Another important difference between traditional feedforward networks and RNNs is weight sharing. While feedforward networks use separate weights for each input feature, RNNs share the same weights across each time step. This not only imposes an additional awareness of time to the network, but also allows the network to better generalize to sequence lengths not seen during training [4].
Conclusions
Our experiments using RNNs to engineer time-dependent features and model churn have shown performance on par with time-agnostic machine learning algorithms using handcrafted features. The results are promising in that they suggest that time-based feature engineering may be automated without sacrificing model performance. These conclusions, however, are not without caveats. Most notably, RNNs are notoriously difficult to train. They are also prone to vanishing gradients, the result of backpropagating errors across many time steps.

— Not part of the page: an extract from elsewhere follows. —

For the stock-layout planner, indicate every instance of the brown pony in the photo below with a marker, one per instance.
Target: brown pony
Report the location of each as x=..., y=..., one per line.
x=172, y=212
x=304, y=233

However, a variation on the original RNN architecture, Long Short-Term Memory (LSTM), solves this vanishing gradient problem by incorporating additional mathematical operations that modulate past information used in the original RNN [3]. As we iterate on our exploratory efforts and add complexity to the learning architecture, we hope to gain a better understanding of which deep learning algorithms are best. This especially includes the prevalent issue of predicting and minimizing churn.
Citations
[1] Shaojie Bai, J. Zico Kolter: “An Empirical Evaluation of Generic Convolutional and Recurrent Networks for Sequence Modeling”, 2018; [http://arxiv.org/abs/1803.01271 arXiv:1803.01271].
[2] Pedro Domingos: “A few useful things to know about machine learning”, Commun. ACM, 55, pp. 78-87, 2012; [DOI: https://doi.org/10.1145/2347736.2347755]
[3] Zachary C. Lipton, John Berkowitz: “A Critical Review of Recurrent Neural Networks for Sequence Learning”, 2015; [http://arxiv.org/abs/1506.00019 arXiv:1506.00019].
[4] Ian Goodfellow, Yoshua Bengio & Aaron Courville. Deep Learning. MIT Press, 2016, pp. 367-376.